Make no mistake about it: your website is at risk — even if you are just a small online entrepreneur. You need to make sure that you are proactive in protecting your website.
1. Quality of the web host
Security and protection starts with the quality of your webhost, the server they provide, and how they configure that server (and just because you are on a dedicated server doesn’t mean that your site is well protected). The server that your website is in must have top-notch server security systems and firewalls in place, with updates and patches applied as soon as available. Your web host must be proactive in ensuring the security of your server and capable of blocking brute force attacks.
2. Use strong usernames and passwords
Whether you are using WordPress, Drupal, Sitecore or whatever content management system you have, use really strong passwords. Never, ever use “admin,” “administrator” or even your domain name as your login name. WordPress uses “admin” as the default username of the administrator. Be sure to change this and choose a username that is not publicly shown on the site. Passwords must be complex and (no “momof3gr8kids” or common words types of passwords).

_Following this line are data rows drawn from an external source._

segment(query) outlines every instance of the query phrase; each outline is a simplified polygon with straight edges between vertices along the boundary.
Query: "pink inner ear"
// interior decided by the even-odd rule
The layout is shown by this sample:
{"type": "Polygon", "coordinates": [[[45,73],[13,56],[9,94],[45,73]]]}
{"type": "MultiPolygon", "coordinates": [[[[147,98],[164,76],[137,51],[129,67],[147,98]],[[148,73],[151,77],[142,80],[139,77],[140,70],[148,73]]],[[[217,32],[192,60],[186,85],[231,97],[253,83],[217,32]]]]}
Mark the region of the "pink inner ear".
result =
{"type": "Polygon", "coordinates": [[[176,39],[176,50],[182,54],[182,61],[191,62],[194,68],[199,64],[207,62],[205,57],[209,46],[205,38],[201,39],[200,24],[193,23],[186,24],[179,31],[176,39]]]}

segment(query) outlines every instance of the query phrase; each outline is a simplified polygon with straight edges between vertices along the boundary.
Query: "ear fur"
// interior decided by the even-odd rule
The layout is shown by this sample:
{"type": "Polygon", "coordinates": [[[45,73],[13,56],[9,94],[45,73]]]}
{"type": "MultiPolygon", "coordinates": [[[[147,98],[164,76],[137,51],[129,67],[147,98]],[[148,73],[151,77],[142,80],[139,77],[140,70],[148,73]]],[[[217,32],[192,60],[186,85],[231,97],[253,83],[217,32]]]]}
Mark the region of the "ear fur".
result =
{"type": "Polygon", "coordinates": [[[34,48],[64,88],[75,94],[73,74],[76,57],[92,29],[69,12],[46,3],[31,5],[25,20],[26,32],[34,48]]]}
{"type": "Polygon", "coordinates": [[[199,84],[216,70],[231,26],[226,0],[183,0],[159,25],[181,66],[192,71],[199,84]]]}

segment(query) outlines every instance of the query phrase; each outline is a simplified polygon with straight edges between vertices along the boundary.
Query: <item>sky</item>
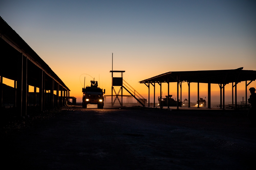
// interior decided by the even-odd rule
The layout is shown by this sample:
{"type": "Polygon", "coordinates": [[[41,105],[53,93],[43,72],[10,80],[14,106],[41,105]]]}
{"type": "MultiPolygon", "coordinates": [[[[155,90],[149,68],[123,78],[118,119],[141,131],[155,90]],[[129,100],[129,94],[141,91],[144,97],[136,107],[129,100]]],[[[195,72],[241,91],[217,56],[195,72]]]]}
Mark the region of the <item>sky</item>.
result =
{"type": "MultiPolygon", "coordinates": [[[[0,0],[0,16],[78,102],[85,79],[86,86],[93,77],[111,95],[112,53],[113,70],[125,71],[123,79],[146,98],[147,87],[138,82],[169,71],[256,70],[255,9],[256,1],[244,0],[0,0]]],[[[194,84],[191,101],[197,98],[194,84]]],[[[183,99],[188,96],[185,84],[183,99]]],[[[245,83],[239,85],[242,101],[245,83]]],[[[232,85],[226,85],[225,101],[231,101],[232,85]]],[[[167,95],[167,84],[163,86],[167,95]]],[[[170,94],[176,94],[177,85],[170,86],[170,94]]],[[[255,81],[251,87],[256,88],[255,81]]],[[[207,87],[200,84],[200,95],[206,99],[207,87]]],[[[212,101],[219,100],[218,85],[211,90],[212,101]]]]}

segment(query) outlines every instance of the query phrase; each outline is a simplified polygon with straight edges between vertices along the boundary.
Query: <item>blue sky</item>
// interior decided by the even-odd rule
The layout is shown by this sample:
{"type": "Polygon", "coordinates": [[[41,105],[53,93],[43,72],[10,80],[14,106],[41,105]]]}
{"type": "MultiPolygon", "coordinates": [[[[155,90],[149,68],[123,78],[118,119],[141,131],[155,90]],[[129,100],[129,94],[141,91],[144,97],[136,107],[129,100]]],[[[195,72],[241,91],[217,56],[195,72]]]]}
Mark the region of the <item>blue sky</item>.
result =
{"type": "Polygon", "coordinates": [[[145,94],[138,81],[168,71],[256,70],[255,9],[255,1],[0,1],[0,16],[76,94],[84,73],[110,92],[112,53],[114,69],[145,94]]]}

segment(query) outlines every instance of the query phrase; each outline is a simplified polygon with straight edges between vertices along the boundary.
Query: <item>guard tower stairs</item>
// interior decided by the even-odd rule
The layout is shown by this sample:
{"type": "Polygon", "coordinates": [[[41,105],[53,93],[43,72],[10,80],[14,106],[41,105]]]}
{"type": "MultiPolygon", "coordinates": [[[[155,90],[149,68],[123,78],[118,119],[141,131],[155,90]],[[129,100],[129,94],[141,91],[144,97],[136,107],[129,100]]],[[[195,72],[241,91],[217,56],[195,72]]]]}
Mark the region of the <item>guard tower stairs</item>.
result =
{"type": "Polygon", "coordinates": [[[147,101],[147,100],[123,79],[123,88],[126,90],[142,106],[145,107],[146,105],[146,102],[147,101]],[[132,93],[131,91],[133,92],[132,93]]]}

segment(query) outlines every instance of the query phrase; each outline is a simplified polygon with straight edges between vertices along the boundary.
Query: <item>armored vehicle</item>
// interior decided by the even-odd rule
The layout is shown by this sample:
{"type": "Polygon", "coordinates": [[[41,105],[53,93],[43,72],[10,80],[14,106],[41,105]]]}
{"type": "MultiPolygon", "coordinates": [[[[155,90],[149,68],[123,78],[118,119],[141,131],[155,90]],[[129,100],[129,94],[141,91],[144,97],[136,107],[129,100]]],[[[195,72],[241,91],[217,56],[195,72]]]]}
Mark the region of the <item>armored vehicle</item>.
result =
{"type": "Polygon", "coordinates": [[[98,87],[98,82],[91,81],[91,86],[83,88],[83,102],[82,107],[83,108],[87,108],[88,104],[97,104],[98,109],[103,109],[104,106],[104,92],[102,89],[98,87]]]}
{"type": "MultiPolygon", "coordinates": [[[[206,97],[205,97],[205,98],[206,97]]],[[[196,106],[197,106],[197,101],[196,101],[196,106]]],[[[200,97],[199,98],[199,107],[206,107],[206,101],[205,99],[204,99],[200,97]]]]}
{"type": "MultiPolygon", "coordinates": [[[[169,95],[169,106],[177,106],[177,101],[173,99],[173,98],[172,98],[173,95],[169,95]]],[[[168,102],[168,96],[165,96],[165,98],[162,98],[161,99],[161,102],[162,103],[162,106],[167,106],[168,102]]],[[[160,105],[160,97],[158,97],[158,105],[160,105]]],[[[181,102],[179,100],[178,102],[178,106],[181,106],[180,105],[181,102]]]]}

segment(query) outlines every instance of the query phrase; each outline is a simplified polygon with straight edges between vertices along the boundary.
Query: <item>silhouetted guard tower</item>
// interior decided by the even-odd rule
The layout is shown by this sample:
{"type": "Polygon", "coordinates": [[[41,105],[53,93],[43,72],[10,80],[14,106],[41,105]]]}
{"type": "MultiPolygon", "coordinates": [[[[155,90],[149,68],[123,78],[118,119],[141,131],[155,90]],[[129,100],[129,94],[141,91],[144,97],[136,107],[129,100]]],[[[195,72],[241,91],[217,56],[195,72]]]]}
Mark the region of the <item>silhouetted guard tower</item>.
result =
{"type": "Polygon", "coordinates": [[[126,90],[138,102],[140,103],[143,106],[145,106],[145,103],[146,101],[147,100],[145,99],[143,96],[140,94],[135,89],[132,87],[125,80],[123,79],[123,73],[125,72],[125,71],[110,71],[109,72],[112,73],[112,90],[111,93],[111,97],[112,99],[111,99],[111,104],[112,106],[114,106],[114,104],[117,99],[119,102],[120,105],[121,106],[123,106],[123,88],[126,90]],[[121,77],[113,77],[113,73],[121,73],[121,77]],[[124,83],[123,81],[125,83],[124,83]],[[126,87],[124,85],[126,86],[126,87]],[[114,86],[120,86],[120,89],[119,89],[118,93],[117,94],[114,88],[114,86]],[[130,91],[132,91],[132,90],[131,89],[132,89],[133,90],[133,93],[131,93],[130,91]],[[129,90],[130,90],[129,91],[129,90]],[[114,99],[114,101],[113,101],[113,90],[114,90],[115,92],[115,97],[114,99]],[[121,92],[121,98],[119,99],[119,96],[120,96],[120,95],[119,95],[119,93],[121,92]],[[137,97],[136,97],[137,96],[137,97]]]}
{"type": "Polygon", "coordinates": [[[112,73],[112,87],[111,88],[111,104],[112,106],[114,106],[114,104],[116,100],[117,99],[119,102],[120,105],[121,106],[123,106],[123,73],[125,72],[125,71],[114,71],[113,70],[110,71],[109,72],[112,73]],[[113,77],[113,73],[121,73],[121,77],[113,77]],[[114,88],[114,86],[121,86],[120,89],[119,89],[118,93],[117,94],[115,89],[114,88]],[[115,94],[115,99],[114,101],[113,101],[113,90],[114,90],[115,94]],[[118,95],[119,93],[121,91],[121,98],[119,99],[118,97],[118,95]],[[121,99],[121,101],[120,101],[121,99]]]}

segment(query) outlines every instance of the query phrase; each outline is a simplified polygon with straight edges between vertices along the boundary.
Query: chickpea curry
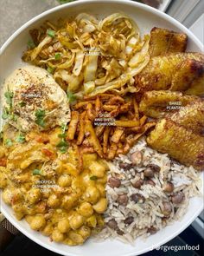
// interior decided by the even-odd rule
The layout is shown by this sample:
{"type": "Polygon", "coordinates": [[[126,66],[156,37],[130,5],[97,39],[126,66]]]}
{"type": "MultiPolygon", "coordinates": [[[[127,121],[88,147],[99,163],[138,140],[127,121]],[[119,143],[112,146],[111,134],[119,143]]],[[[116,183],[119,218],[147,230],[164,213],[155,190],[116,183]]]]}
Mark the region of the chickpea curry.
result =
{"type": "Polygon", "coordinates": [[[67,145],[61,153],[59,135],[57,128],[46,134],[30,132],[20,140],[16,128],[5,127],[0,187],[17,220],[25,218],[51,240],[75,246],[104,226],[108,167],[97,154],[82,155],[75,145],[67,145]]]}

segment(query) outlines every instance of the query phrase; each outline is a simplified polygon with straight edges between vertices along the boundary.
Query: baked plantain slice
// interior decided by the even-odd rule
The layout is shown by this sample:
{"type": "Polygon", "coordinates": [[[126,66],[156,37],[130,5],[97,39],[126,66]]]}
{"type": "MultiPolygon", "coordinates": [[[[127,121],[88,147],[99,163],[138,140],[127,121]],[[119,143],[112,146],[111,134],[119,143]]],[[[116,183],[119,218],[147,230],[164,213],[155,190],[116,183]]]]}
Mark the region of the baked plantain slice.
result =
{"type": "Polygon", "coordinates": [[[177,113],[173,114],[170,119],[194,133],[204,135],[204,101],[192,101],[177,113]]]}
{"type": "Polygon", "coordinates": [[[156,27],[151,30],[150,41],[150,56],[163,56],[174,52],[184,52],[186,47],[186,34],[156,27]]]}
{"type": "Polygon", "coordinates": [[[204,55],[201,53],[173,53],[155,56],[135,76],[135,86],[139,94],[150,90],[173,90],[176,85],[182,91],[191,88],[191,92],[196,95],[191,84],[196,86],[196,81],[203,75],[203,69],[204,55]]]}
{"type": "Polygon", "coordinates": [[[193,133],[169,119],[162,119],[147,138],[154,149],[169,154],[182,164],[204,168],[204,137],[193,133]]]}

3. Keep your systems updated.
If you are using WordPress, keep your plugins and WordPress versions upgraded. Delete plugins that you have deactivated and no longer use. Security by misdirection does not really work (e.g. plugins such as Stealth Login) as those work only on humans (remember, most hackers use robots).
4. Have an arsenal of softwares and plugins to secure your systems
In addition to the firewall and other security protection provided by your web host, you need to install software and plugins that will protect your system. If you are using WordPress, some must-have plugins include Wordfence Security and Anti-Malware (Get Off Malicious Scripts). Wordfence Security has a live traffic monitoring that shows you login attempts to your system, including the location and the username used in the attempt. The Anti-Malware (Get Off Malicious Scripts) is very good in cleaning up malware and infected scripts in your system. There are several must-have scripts with WordPress, but these two are top-notch in terms of protecting your WordPress-based website.